A Fábrica

Abril 30 2008

Dois dos três morreram depois da minha partida de Oxford, e isso faz-me pensar, supersticiosamente, que talvez tivesse esperado que eu lá chegasse e consumisse o meu tempo para me darem a possibilidade de os conhecer e deles poder falar agora. Portanto, pode acontecer que – sempre supersticiosamente – esteja forçado a falar deles. Só morreram depois de eu ter deixado de contactar com eles. Se tivesse continuado nas suas vidas e em Oxford (se tivesse continuado nas suas vidas quotidianamente), talvez ainda estivessem vivos. Este pensamento não é apenas supersticioso, também é vaidoso. Mas para falar deles tenho de falar também de mim, e da minha estada na cidade de Oxford. Se bem que aquele que fala não seja o mesmo que lá esteve. Parece, mas não é o mesmo. Se me trato por eu, ou se utilizo um nome que me tem acompanhado desde o nascimento e por que alguns me recordarão, ou se conto coisas que coincidem com coisas que outros me atribuíram, ou se chamo minha casa à casa que antes e depois foi ocupada por outros mas eu habitei durante dois anos, é apenas porque prefiro falar na primeira pessoa, e não porque creia que basta a faculdade da memória para que alguém continue a ser o mesmo em tempos distintos e em espaços distintos. Aquele que aqui conta o que viu e aconteceu não é o que viu isso e a quem aconteceu, nem sequer o seu prolongamento, nem a sua sombra, nem o seu herdeiro, nem o seu usurpador.
A minha casa tinha três pisos e era piramidal e eu passava muito tempo nela, uma vez que as minhas obrigações na cidade de Oxford eram praticamente nulas ou inexistentes. Efectivamente, Oxford é, sem dúvida, uma das cidades do mundo onde menos se trabalha, e nela é muito mais decisivo o facto de estar do que o fazer e mesmo o de actuar. Estar lá requer tanta concentração e tanta paciência, e exige tanto esforço lutar contra a natural letargia do espírito, que seria uma exigência despropositada querer ainda que os seus habitantes se mostrassem activos, sobretudo em público, apesar de alguns colegas costumarem efectuar as suas deslocações sempre a correr para darem a impressão de perpétuo afogo e ocupação extrema nos intervalos entre aulas, as quais, contudo, haviam decorrido ou haveriam de decorrer no mais absoluto sossego e despreocupação, como parte que são do estar e do fazer e nem sequer do actuar.
1ª Página do livro, Todas as Almas, de Javier Marías, Publicações Dom Quixote, 1ª edição, Fevereiro de 2002.

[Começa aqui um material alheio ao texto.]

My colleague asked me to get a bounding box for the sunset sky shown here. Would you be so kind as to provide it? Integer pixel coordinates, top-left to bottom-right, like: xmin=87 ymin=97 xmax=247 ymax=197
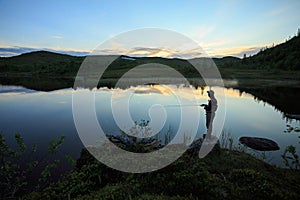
xmin=0 ymin=0 xmax=299 ymax=58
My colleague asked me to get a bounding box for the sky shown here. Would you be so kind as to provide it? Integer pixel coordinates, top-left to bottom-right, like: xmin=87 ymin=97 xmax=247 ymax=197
xmin=0 ymin=0 xmax=299 ymax=58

Nota: O escritor Javier Marías entrou, no passado dia 27 de Abril para a Real Academia Espanhola da Língua, no discurso de boas-vindas, feito pelo o académico Francisco Rico, o orador disse entre outras coisas, que o “prepotente olhar do narrador” que há nos romances de Javier Marías encontra-se logo nas primeiras linhas de “Todas as Almas”, que está, segundo Francisco Rico, “entre a dúzia de começos mais memoráveis de toda a novelística espanhola”. Fica registado, mas esta nota não é importante para ler o livro.